This presentation introduces ANTIGONE (Algorithms for coNTinuous / Integer Global Optimization of Nonlinear Expressions), a computational framework and associated software implementation for globally optimizing nonconvex MINLP. ANTIGONE integrates our previous MIQCQP [4, 5, 7] and MISO [6] work into a cohesive whole; ANTIGONE further generalizes the computational framework to include exponential and logarithmic functions.

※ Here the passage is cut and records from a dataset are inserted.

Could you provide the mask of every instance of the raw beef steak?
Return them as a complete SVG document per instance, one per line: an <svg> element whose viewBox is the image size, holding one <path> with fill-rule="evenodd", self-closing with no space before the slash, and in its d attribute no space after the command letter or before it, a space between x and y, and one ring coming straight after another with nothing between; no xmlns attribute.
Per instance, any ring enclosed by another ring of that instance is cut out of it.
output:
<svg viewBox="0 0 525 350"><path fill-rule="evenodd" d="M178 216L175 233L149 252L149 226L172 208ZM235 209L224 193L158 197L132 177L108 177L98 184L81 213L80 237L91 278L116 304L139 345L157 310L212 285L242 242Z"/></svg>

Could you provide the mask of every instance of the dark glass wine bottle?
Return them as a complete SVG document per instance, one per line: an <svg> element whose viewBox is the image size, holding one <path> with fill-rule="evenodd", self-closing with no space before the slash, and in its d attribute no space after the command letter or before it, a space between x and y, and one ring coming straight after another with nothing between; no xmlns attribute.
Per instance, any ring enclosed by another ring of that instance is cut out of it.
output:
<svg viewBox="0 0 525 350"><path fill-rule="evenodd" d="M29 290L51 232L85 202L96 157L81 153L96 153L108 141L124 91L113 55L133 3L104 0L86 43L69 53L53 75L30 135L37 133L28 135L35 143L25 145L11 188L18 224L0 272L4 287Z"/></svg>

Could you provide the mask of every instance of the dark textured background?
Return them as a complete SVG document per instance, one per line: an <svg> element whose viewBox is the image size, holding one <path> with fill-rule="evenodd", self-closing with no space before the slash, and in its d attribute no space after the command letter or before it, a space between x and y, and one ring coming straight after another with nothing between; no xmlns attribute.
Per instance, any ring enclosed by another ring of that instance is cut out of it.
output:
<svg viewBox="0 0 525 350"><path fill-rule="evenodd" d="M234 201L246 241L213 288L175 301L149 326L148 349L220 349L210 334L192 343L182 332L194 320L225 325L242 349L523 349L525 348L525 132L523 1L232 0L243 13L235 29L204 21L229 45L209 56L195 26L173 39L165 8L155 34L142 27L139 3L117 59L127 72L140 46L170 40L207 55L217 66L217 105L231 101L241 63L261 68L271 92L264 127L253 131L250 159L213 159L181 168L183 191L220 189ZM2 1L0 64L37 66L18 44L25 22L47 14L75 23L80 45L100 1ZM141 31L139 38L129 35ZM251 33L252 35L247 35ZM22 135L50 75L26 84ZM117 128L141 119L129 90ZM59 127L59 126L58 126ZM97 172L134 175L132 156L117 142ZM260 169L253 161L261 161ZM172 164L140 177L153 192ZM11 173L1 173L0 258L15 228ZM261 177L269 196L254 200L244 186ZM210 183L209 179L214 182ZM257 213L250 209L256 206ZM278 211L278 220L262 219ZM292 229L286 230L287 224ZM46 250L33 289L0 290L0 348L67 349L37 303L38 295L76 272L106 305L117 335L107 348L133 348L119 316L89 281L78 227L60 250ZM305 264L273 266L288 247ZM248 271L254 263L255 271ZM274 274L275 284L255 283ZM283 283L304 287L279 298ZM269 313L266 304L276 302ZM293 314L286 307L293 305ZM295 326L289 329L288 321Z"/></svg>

The structure of the ANTIGONE framework includes: reformulating input; finding special mathematical structure; branch-and-cut global optimization. The types of special structure that ANTIGONE considers are: reformulation-linearization technique (RLT) equations; convexity/concavity; edge-convexity/edge-concavity; αBB relaxations; term-specific underestimators.

The purpose of this presentation is to show how the extensible structure of ANTIGONE realizes the MIQCQP and MISO computational frameworks [4, 5, 6, 7]; We develop ANTIGONE as a global optimization framework exploiting an array of special mathematical structure components. After defining a test suite of 1705 optimization problems from standard libraries and the open literature, we present extensive computational results demonstrating the capacity of ANTIGONE.

References

[1] P. M. Castro and J. P. Teles. Comparison of global optimization algorithms for the design of water-using networks. Comput. Chem. Eng., 52(0):249 – 261, 2013.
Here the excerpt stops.